『天使が見たもの』 阿部昭

 

天使が見たもの-少年小景集 (中公文庫)

天使が見たもの-少年小景集 (中公文庫)

 

表題作『天使が見たもの』は、実際にあった事件をもとにした小説である。
出来事だけを見れば、ショッキングな事件である。
無駄な飾りを極力省いて、主人公の少年の行動を追う文章は、清々しいくらいに澄み切っている。
その澄みは、このように描写するしかない少年に寄り添おうとする作者の思いなのだろうか。あるいは、このように書かずにいられなかった自分自身(を含む周囲)への静かな怒りでもあろうか。
インパクトが強く、一読したら忘れられないこの作品。
でも、そうであるために、この作品だけが、この短編集のなかで、突き抜けていて、異質、と思える。


私はその他の作品たちについて感想を書いてみたい。
端正な文章である。
いくつかの作品を大雑把にまとめると、こんな感じになる。
戦後すぐのころ、軍人だった父が帰ってきた家庭の少年が主人公の物語。
その少年が父になる。職業は小説家。父の目から見た幼い息子の物語。
幼い息子は成長し、独り立ちを間近に控え、父子が激しく対立する頃の物語。
これらの短編集の主人公たちは、一部を除いて、作者自身がモデルなのだろう。
ほとんどが私小説である。
それから、おもに母子家庭で育った少年の物語がある。


父と子の間には、隔たりがある。
父子の物語では、真向からそれを見せられるし、たとえ父が墓の下に眠ってしまっても、子にとって、その壁は消えることがないのだ。
少年が主人公の物語では、父のしょうがなさをじっと見据え(幼いのに、もうお父さんのしょうがなさに気がついてしまう)それでも、うつむきながら、怖れながら、情けなく思いながら、その父にくっついて、ちょっとでいいから別のものがみえないか、と望んでいる子どもの姿が悲しい。
母子の物語では、むしろ父の不在を、ことさらに意識させられる。


どの物語も、どんよりと淀んだような空気が満ちている。
明日も明後日も、やっぱりみじめだろう。
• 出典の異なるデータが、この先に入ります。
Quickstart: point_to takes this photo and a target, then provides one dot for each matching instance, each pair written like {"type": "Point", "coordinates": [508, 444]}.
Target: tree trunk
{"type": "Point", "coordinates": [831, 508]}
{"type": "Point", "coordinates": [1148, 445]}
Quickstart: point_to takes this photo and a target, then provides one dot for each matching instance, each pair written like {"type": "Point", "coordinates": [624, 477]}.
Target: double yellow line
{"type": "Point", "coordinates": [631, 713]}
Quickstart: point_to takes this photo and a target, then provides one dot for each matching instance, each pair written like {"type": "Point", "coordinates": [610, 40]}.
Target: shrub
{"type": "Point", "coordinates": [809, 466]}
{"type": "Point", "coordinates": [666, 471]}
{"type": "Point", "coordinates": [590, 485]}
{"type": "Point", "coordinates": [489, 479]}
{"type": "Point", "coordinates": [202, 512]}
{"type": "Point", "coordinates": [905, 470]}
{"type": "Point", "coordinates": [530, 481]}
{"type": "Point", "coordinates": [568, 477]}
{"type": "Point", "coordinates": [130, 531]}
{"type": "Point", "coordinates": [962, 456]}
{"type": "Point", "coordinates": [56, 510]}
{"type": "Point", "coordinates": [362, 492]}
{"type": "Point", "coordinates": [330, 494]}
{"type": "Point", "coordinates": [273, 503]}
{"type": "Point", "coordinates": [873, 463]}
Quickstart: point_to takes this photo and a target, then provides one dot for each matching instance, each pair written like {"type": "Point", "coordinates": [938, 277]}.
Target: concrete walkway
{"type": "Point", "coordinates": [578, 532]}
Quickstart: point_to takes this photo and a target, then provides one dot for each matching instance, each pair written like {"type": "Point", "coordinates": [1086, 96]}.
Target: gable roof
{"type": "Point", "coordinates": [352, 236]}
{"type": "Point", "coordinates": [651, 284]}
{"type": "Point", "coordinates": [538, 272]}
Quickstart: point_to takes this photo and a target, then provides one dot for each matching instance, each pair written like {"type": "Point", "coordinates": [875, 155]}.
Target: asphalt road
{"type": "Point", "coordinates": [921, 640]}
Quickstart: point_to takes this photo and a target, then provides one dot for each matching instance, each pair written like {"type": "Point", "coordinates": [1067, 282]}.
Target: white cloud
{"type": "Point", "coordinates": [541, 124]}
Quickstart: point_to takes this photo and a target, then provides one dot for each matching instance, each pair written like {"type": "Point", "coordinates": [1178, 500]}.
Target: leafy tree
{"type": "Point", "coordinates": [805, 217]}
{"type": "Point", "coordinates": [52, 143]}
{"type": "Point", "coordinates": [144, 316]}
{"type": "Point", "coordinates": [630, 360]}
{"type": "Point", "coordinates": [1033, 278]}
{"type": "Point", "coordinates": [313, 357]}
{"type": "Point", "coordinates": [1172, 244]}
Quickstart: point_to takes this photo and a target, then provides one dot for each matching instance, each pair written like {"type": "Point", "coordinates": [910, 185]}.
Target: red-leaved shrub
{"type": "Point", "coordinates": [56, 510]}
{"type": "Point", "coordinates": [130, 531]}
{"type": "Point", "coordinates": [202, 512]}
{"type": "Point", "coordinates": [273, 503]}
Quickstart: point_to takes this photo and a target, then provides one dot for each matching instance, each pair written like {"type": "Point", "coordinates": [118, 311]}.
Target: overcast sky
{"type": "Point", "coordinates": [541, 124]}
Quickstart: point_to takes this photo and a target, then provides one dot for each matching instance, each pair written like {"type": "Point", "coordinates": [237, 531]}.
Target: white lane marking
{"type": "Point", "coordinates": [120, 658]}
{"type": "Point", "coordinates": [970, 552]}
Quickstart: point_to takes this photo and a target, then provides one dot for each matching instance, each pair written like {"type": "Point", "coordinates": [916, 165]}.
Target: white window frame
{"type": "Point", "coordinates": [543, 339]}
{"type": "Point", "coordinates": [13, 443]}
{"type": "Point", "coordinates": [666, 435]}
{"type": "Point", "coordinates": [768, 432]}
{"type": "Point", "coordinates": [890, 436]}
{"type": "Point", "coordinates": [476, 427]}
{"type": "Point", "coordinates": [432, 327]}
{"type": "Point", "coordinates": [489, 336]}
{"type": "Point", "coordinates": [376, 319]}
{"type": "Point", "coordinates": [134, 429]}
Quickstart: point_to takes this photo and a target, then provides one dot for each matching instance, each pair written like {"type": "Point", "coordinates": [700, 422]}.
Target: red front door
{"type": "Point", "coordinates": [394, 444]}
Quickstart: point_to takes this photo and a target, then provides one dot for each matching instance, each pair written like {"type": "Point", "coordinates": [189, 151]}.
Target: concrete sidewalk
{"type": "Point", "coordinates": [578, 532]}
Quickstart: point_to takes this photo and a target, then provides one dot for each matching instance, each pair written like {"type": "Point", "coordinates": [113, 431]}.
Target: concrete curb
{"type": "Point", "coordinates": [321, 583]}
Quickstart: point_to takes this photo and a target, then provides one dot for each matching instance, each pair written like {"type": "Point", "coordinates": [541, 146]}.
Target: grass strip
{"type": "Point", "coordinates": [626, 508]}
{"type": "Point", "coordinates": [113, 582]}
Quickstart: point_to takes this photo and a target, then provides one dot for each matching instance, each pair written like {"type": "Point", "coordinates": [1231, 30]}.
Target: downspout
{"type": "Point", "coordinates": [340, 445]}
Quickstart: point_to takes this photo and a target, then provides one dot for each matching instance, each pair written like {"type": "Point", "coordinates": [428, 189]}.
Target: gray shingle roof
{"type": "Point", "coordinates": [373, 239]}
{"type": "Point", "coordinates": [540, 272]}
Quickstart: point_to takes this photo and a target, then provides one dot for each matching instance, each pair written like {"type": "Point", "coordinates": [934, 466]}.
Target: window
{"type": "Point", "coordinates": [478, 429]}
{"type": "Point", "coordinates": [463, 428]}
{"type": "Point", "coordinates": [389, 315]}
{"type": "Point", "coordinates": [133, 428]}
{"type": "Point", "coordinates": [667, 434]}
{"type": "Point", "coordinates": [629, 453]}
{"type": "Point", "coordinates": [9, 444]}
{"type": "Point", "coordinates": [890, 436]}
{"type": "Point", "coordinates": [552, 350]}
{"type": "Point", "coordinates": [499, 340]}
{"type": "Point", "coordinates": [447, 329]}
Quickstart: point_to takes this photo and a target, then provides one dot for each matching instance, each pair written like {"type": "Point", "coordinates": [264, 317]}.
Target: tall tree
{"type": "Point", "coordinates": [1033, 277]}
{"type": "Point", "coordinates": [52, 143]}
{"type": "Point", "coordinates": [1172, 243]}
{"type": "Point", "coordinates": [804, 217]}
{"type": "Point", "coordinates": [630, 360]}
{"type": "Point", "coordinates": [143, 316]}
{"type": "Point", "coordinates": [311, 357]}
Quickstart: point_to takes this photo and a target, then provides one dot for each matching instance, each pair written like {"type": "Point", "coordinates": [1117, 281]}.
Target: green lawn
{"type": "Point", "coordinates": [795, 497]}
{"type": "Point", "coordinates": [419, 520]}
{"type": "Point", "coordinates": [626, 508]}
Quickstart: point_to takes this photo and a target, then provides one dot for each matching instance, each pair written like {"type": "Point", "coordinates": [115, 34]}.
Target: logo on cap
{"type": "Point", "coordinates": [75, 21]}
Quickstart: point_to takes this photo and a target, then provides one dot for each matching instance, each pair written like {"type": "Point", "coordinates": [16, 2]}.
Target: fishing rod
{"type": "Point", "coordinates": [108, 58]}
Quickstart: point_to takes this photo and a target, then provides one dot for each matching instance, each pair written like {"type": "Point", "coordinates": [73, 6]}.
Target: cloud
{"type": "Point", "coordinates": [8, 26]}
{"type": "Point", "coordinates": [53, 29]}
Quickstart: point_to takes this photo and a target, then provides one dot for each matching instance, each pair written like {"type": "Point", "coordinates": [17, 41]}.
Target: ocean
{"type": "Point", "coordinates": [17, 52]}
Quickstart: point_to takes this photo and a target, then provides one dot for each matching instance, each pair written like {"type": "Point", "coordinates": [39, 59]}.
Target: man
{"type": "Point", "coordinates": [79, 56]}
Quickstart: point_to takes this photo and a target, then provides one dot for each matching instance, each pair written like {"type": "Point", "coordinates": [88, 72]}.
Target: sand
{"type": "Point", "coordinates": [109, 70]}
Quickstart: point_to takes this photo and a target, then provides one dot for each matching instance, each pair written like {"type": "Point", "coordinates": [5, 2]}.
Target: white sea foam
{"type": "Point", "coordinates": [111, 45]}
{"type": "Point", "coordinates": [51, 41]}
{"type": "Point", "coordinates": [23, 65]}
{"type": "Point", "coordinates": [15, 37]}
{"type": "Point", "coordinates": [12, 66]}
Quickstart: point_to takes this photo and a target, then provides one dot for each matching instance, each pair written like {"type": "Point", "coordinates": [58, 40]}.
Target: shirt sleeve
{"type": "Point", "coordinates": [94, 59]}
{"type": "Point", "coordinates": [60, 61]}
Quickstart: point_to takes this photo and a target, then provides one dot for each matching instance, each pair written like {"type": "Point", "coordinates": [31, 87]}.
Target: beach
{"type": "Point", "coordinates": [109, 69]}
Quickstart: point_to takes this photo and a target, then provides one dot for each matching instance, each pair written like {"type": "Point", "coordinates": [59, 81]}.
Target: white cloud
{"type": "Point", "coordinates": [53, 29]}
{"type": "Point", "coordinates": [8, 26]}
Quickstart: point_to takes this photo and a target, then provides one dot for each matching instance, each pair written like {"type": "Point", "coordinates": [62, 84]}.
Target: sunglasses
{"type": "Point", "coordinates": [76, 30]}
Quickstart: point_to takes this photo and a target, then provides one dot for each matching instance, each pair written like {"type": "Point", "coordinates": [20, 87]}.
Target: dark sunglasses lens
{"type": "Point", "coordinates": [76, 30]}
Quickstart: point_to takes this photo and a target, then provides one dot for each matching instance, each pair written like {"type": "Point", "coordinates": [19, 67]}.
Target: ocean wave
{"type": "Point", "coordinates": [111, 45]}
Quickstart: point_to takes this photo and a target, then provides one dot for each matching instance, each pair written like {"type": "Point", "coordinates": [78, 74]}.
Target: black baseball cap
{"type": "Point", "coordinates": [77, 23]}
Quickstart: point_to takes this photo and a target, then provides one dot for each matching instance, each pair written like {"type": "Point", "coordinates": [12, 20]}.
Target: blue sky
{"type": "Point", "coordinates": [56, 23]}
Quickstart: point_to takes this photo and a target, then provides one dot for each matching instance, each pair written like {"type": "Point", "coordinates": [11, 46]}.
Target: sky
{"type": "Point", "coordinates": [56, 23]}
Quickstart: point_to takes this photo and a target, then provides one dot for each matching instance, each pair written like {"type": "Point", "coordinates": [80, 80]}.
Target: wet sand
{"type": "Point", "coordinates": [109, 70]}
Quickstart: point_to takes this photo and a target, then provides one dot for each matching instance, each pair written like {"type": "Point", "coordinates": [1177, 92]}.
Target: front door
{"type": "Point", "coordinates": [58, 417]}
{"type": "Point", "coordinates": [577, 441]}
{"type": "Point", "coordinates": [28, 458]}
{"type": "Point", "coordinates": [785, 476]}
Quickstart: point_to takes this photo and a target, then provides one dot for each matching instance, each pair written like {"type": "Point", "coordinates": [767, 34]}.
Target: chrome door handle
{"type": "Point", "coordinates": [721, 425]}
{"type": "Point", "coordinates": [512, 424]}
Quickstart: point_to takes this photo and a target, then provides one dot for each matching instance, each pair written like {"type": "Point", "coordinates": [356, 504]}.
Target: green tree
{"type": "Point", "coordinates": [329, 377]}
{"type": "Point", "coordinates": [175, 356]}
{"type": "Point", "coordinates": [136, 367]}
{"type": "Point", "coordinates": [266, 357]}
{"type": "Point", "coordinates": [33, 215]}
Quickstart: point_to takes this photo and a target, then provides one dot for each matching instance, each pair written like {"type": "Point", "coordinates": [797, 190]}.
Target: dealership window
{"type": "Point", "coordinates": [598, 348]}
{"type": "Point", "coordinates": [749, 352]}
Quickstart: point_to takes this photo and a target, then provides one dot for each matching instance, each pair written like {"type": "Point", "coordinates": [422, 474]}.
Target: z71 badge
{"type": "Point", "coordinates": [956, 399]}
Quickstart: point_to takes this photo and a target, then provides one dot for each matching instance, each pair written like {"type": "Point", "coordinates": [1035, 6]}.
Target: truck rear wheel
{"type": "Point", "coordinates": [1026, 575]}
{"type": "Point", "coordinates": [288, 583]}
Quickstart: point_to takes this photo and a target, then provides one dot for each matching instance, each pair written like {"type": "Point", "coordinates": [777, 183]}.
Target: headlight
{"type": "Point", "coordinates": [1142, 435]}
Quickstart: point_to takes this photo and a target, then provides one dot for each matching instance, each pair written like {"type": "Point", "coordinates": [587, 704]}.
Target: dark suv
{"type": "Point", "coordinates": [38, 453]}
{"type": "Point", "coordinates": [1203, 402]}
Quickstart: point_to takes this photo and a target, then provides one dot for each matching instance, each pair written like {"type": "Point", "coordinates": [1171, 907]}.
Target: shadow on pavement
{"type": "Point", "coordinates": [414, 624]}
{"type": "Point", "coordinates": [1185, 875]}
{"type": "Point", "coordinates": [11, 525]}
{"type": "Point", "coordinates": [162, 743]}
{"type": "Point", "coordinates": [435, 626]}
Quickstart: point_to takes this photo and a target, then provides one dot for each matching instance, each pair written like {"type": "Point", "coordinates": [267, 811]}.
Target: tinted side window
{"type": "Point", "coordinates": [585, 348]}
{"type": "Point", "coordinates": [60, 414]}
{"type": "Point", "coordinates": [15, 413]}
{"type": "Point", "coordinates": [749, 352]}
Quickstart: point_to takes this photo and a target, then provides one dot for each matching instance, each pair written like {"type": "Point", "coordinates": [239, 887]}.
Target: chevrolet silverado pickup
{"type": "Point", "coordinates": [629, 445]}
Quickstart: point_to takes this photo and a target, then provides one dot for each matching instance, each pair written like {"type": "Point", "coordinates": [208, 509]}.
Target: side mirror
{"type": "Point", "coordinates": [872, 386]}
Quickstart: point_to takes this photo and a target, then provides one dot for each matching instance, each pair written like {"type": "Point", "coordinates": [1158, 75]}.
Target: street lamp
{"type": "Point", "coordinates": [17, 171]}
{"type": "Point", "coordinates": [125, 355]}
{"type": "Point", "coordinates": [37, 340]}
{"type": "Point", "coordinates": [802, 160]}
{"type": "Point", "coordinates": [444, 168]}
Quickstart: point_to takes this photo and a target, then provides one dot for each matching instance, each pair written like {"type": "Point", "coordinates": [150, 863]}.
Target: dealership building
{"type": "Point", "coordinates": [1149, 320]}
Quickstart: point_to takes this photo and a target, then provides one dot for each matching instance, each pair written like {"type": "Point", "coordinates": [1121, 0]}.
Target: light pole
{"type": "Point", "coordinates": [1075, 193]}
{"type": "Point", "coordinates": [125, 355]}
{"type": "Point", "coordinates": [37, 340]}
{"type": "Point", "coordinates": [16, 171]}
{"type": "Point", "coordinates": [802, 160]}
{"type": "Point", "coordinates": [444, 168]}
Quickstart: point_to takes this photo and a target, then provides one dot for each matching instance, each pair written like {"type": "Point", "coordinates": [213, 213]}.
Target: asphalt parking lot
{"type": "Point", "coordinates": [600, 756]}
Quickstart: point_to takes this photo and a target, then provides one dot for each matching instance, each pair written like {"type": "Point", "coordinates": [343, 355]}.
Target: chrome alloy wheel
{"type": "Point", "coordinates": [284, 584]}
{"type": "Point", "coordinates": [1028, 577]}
と思う。
だけど……


『子供の墓』『言葉』など、父親が幼い息子とふたりで過ごす時間を書いた作品がわたしは好きだ。
あどけないような会話をかわしながら、父親は何をみているのだろう。この子の向こうに、幼い頃の自分と亡き父がいる。もしかしたら、一足飛びに、死そのものを眺めているのか。
あるいは、やっぱり、ただあどけない話なのだろうか。


この父と息子は、どうしようもない。子が大きくなれば、しょうがなさもきわだつ。
この「どうしようもない」ことを、特に好転させようなどとは誰も思っていない。
ただ、そのどうしようもなさが、ときどき滑稽に見えてくる。
緊迫した場面ではないか、と思うあたりで(親子がいさかい、真冬の夜に裸足で家を飛び出した子どもはみつからない。など)そう思うそばから、どこかで空気が抜けていくような気がする。
醒めた文章だ。自分自身をつきはなして第三者のように描きだしている。そうして、軽く笑い飛ばしたりもしてしまう。


また、「どうしようもない」父子の斜め下あたりに、寂しいような温いようなものがあるのを感じる。
それは、壁越し(壁があるなら仕方がない)でも響き合う(かもしれない)ような、小さな振動の気配だろう。
やりきれない気持ちのなかで、ふと目に入ってきた、どうってことのない景色が、妙に鮮やかで忘れられなかったりもする。